Making expensive food luxurious is easy, but making cheap food more expensive requires a little more skill, or at least an understanding of what cheap foods are capable of. Two such foods are garlic and salted fish, which naturally have a strong aroma. And when carefully cooked in olive oil, they form a tangled, melted mass known as bagna kauda and absolutely scream luxury.
It doesn’t look fancy, but don’t be fooled by that. Unlike flashy, brightly colored summer foods, bagna cauda is dull on the palate, with a natural earthy undertone that falls somewhere between brown and gray. It’s all a delicious substance that I think makes it stylish, and it gives more flavor than it should. Plus, it’s extremely easy to do.
There are many different recipes for making a cauda banana. The ingredients are always the same, but the proportions are different, so don’t get tied to the amount I list below. I like one can of anchovies and a whole head of garlic in mine, but others prefer two cans of fish and less garlic; I wash the garlic in a food processor, while others prefer to chop one garlic and chop the rest. Play around and see where you land.

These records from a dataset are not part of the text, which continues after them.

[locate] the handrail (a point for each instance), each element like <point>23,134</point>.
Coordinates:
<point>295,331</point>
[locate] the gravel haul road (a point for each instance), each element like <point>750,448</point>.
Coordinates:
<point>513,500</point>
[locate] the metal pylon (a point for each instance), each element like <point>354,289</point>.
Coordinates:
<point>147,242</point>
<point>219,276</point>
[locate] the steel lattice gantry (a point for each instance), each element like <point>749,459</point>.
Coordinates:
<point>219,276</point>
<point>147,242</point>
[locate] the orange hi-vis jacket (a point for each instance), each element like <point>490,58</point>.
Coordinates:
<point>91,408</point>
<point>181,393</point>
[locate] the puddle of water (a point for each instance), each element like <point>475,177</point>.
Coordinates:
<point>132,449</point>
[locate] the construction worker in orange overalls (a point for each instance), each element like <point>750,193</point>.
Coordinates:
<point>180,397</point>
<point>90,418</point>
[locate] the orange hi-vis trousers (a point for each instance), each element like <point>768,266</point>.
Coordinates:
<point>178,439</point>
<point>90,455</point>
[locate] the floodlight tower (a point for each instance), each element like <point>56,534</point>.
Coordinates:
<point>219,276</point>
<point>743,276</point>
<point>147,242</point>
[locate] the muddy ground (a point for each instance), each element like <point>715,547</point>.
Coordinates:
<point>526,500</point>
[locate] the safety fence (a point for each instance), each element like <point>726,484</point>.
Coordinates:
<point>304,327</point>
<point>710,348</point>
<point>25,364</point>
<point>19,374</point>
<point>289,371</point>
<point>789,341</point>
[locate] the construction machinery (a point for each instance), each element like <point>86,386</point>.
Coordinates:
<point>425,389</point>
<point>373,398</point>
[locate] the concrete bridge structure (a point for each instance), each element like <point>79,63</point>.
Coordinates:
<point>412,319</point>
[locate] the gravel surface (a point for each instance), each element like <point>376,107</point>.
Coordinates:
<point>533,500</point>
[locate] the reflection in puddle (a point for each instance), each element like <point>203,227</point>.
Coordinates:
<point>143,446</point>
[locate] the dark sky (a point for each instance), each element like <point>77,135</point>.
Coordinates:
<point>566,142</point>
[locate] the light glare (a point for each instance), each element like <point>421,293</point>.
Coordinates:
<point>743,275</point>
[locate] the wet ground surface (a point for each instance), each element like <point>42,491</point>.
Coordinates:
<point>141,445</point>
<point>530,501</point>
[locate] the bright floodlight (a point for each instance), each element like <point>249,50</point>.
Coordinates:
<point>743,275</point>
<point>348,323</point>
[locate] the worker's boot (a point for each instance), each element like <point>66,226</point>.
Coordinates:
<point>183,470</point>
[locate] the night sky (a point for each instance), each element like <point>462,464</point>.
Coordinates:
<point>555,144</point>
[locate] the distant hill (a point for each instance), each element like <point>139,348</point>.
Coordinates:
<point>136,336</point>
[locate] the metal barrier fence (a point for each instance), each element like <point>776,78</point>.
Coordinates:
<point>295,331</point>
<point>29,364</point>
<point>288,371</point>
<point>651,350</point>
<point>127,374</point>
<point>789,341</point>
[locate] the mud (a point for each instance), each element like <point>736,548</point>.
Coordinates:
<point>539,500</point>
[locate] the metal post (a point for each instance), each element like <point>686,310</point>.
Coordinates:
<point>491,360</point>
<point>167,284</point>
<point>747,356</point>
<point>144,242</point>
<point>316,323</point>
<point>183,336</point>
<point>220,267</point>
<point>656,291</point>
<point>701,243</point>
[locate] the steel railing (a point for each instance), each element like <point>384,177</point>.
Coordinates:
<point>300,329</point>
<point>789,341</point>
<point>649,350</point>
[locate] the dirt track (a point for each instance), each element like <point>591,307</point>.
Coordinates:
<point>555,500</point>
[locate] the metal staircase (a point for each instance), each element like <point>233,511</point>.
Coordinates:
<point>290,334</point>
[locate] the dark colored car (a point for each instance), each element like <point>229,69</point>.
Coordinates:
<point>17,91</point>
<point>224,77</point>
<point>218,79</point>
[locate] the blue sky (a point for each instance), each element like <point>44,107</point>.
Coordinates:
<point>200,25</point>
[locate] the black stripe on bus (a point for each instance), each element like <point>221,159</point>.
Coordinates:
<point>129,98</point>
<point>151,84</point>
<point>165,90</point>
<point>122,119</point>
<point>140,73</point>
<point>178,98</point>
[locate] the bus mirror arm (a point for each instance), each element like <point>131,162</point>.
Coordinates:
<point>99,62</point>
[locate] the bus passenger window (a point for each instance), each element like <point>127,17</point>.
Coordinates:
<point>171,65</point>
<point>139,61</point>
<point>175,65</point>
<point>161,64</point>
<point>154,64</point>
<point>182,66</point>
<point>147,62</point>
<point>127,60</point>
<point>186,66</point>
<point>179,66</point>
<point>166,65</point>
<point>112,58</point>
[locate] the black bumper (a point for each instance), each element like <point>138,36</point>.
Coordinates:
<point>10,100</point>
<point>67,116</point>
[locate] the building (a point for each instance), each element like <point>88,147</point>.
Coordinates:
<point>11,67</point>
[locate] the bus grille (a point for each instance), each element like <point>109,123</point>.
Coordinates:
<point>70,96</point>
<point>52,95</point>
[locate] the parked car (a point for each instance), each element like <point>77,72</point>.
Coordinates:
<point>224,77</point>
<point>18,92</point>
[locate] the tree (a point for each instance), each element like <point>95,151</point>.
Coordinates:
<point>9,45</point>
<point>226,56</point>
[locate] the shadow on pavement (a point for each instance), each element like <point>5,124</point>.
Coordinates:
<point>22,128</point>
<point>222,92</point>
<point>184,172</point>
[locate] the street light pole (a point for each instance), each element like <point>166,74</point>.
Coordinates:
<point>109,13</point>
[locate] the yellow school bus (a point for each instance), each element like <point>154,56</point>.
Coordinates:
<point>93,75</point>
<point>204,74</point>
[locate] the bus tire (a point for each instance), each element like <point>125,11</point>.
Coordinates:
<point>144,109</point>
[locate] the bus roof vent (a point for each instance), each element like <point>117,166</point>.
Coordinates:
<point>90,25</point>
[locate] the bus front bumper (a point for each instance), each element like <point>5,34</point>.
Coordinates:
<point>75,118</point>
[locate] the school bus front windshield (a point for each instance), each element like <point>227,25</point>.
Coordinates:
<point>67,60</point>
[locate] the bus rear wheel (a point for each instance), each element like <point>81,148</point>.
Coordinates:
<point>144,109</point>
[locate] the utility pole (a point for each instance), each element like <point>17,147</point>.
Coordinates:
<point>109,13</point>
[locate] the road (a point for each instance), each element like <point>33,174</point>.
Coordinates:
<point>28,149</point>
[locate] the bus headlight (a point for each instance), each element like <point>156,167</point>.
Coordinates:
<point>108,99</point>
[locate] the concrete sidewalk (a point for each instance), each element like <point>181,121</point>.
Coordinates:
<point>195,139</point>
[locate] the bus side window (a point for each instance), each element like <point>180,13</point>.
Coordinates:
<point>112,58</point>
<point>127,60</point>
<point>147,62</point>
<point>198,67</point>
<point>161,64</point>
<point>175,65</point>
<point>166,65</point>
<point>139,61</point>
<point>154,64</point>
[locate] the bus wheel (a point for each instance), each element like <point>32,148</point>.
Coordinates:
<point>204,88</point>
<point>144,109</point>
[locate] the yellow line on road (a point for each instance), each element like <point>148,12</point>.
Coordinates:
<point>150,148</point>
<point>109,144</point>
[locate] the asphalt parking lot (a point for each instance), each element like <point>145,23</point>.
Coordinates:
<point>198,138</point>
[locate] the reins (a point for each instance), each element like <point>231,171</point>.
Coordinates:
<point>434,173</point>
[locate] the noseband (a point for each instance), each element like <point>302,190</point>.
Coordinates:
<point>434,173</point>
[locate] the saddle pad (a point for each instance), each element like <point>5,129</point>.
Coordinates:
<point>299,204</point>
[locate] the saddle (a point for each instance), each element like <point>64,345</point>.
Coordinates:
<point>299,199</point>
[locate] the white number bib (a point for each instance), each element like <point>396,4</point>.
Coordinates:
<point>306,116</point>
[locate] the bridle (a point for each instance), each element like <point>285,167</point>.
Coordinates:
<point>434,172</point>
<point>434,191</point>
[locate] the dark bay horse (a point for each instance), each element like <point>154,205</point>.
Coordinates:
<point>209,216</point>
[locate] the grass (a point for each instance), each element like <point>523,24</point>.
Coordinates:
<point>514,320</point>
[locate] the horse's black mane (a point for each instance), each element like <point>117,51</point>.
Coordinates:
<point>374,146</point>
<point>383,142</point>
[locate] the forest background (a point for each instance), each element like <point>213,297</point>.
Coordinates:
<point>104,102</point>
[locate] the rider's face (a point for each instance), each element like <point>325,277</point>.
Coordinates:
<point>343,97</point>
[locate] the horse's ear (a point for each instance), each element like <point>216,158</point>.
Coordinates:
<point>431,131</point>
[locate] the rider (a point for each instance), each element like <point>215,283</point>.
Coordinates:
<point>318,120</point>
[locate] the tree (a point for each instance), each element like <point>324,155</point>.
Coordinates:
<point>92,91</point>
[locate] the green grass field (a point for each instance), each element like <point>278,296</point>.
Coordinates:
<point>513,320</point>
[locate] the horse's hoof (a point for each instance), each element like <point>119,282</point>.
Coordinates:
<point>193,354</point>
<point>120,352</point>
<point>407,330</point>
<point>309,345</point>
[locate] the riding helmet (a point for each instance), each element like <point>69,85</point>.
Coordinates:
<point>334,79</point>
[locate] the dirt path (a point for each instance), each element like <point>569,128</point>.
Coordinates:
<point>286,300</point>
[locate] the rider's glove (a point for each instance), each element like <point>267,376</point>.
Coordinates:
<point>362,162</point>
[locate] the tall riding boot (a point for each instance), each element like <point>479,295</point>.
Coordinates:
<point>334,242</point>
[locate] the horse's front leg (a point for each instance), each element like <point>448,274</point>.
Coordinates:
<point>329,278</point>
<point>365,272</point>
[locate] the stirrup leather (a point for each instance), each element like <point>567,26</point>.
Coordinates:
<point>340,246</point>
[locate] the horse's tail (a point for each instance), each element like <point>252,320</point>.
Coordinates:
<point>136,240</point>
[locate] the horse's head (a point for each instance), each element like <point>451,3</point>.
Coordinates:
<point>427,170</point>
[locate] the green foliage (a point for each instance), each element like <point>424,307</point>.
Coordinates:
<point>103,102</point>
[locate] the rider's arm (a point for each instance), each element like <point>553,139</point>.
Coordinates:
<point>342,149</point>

Regardless of the proportions, you will start by cooking the garlic and anchovies in an olive oil bath over very low heat. Once the fish is melted and the garlic is tender, add a little oil at the last moment to create an aggressively flavorful, savory and decadent sauce. It’s traditionally eaten as a warm sauce with fall vegetables to celebrate the season in the Piedmont region of Italy, but it tastes great on any damn thing. Drizzle over potatoes, mix with pasta and a little parmac, or shake with a little vinegar for a quick salad dressing. To make this sumptuous condiment, you will need:
- 3/4 cup olive oil
- 10 large cloves of garlic
- 1 can of anchovies in oil (should be 12 in one can)
- 2 tablespoons butter
Heat olive oil in a small saucepan over very low heat (I used the lowest setting on my electric stove) and chop the garlic (you can use a knife or chop it in a food processor; the former will give you more uniform mince, but the latter is faster). Add the garlic and anchovies to the oil and simmer for about 20 minutes, stirring occasionally and kneading with a wooden spoon, until the garlic is flavorful and the anchovies are completely melted in the oil. (Be sure to keep the heat very low – the garlic shouldn’t brown even a little.)
Remove from heat, add butter and serve warm with plenty of vegetables (and possibly bread) to dip. It’s even better if you have a fondue pot that keeps things warm by candlelight. Leftover bagna cauda can be refrigerated for up to four days, but I honestly can’t imagine it taking that long.